# Extract the data in a structured data 

## Different Approaches
There are 3 broad approaches for information extraction using LLMs.

1. **Tool/Function Calling Mode**: Some LLMs support a tool or function calling mode. These LLMs can structure output according to a given schema. Generally, this approach is the easiest to work and is expected to yield desired good results.
2. **JSON Mode**: Some LLMs are be forced to output valid JSON. This is similar to tool/function calling approach, except the schema is provided as part of the prompt.
3. **Prompting Based**: LLMs that can follow instructions well can be instructed to generate text in desired format. The generated text can be parsed downstream using existing Output parsers or using custom parsers into a structured format like JSON. This approach can be used with LLMs that do not support JSON mode or tool/function calling modes.   

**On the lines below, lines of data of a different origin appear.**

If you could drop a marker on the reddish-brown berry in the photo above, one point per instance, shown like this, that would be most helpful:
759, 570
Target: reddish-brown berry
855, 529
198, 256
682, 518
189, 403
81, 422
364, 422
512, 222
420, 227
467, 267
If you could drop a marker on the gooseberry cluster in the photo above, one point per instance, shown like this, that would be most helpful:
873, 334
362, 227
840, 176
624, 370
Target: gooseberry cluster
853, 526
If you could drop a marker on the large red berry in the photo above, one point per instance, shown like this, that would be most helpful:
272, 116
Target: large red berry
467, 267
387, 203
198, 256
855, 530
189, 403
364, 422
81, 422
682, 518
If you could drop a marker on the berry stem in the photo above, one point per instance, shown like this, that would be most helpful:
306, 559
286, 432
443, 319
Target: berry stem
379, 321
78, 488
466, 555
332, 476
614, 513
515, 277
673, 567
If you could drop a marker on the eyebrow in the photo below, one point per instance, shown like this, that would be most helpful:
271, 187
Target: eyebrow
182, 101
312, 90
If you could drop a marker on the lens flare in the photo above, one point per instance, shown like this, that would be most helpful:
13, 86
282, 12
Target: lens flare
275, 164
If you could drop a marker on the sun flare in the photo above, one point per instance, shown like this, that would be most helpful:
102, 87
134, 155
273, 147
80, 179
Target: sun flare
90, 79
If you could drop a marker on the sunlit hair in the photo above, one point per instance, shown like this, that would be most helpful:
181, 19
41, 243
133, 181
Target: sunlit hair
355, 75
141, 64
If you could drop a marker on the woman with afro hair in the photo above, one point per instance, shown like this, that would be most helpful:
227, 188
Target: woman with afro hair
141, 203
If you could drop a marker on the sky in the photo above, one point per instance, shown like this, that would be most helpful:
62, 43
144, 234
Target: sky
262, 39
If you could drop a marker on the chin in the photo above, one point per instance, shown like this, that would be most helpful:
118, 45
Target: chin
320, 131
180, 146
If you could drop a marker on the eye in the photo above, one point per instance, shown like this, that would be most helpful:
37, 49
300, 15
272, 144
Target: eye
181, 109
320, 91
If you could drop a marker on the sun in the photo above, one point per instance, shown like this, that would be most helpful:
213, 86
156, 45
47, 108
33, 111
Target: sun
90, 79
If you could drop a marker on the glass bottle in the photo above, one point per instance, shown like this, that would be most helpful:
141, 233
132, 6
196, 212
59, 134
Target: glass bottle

### Parse using Instructor and Pydantic Model
1. Load LLMs
2. Define Schemas
3. Generate Stuctured(Pydantic) Outputs
4. Generate Outputs

In [37]:
import instructor
from openai import OpenAI
from pydantic import BaseModel
from dotenv import load_dotenv
load_dotenv()

True

In [38]:
# Define a pydantic class to get our desiered stuctured output
class User(BaseModel):
    name: str
    age: int    

In [39]:
# create the OpenAI client
import openai
client = instructor.patch(OpenAI())

In [40]:
# Extract structured data from natuaral language
user_info = client.chat.completions.create(
    model="gpt-3.5-turbo",
    response_model = User,
    messages=[
        {
            "role": "user",
            "content": "Extract Jason is 25 years old",
        }
    ],    
)
print(user_info)

name='Jason' age=25


In [41]:
# Create a new user based on the user model

new_user = client.chat.completions.create(
    model = "gpt-3.5-turbo",
    response_model = User,
    messages = [
        {
            "role": "user",
            "content": "Generate a user"
        },
    ]
)
# print as Json response
print(new_user.model_dump_json(indent=2))

{
  "name": "Alice",
  "age": 30
}


In [42]:
new_users = client.chat.completions.create(
    model = "gpt-3.5-turbo",
    response_model = list[User],
    messages = [
        {
            "role": "user",
            "content": "Generate a list of 10 users with tamil names and age between 30 to 60"
        },
    ]
)
# print as Json response
for user in new_users:
    print(user)


name='கலைவன்' age=40
name='சிதீசா' age=45
name='தமிழ்மணி' age=35
name='சந்திரன்' age=50
name='அரிவண்ணன்' age=55
name='பவித்ரா' age=32
name='தீபான்' age=38
name='சரவணன்' age=42
name='ஜோதிகா' age=48
name='உன்னிதன்' age=58


# Generate JSON Outputs

In [43]:
from dotenv import load_dotenv,find_dotenv
import os
load_dotenv(find_dotenv())

True

### Login to https://console.groq.com and create a API key


In [44]:
groq_api_key = os.getenv("GROQ_API_KEY")

In [45]:
from langchain_openai import ChatOpenAI
llama3 = ChatOpenAI(api_key = groq_api_key,
                    model="llama3-70b-8192",
                    base_url="https://api.groq.com/openai/v1",
                    temperature=0.1)
llama3

ChatOpenAI(client=<openai.resources.chat.completions.Completions object at 0x000001B9325FB170>, async_client=<openai.resources.chat.completions.AsyncCompletions object at 0x000001B9310E5070>, root_client=<openai.OpenAI object at 0x000001B9325ECD70>, root_async_client=<openai.AsyncOpenAI object at 0x000001B9325FB230>, model_name='llama3-70b-8192', temperature=0.1, model_kwargs={}, openai_api_key=SecretStr('**********'), openai_api_base='https://api.groq.com/openai/v1')

In [46]:
# test the model
ai_msg = llama3.invoke("What is the capital of France?")
ai_msg
ai_msg.content

'The capital of France is Paris.'

## Define the Schemas

In [47]:
from typing import Optional, List
from pydantic import BaseModel, Field

class Person(BaseModel):
    """
    A class representing a person with a name, age, and a list of hobbies.

    Attributes:
        name (str): The name of the person.
        age (int): The age of the person.
        hobbies (List[str]): A list of hobbies of the person.
    """
    name: str = Field(description="name of the person")
    age: int = Field(description="age of the person")
    hobbies: List[str] = Field(description="hobbies of the person")

class People(BaseModel):
    """
    A class representing a list of people.

    Attributes:
        people (List[Person]): A list of Person objects.
    """
    people: List[Person] = Field(description="list of people")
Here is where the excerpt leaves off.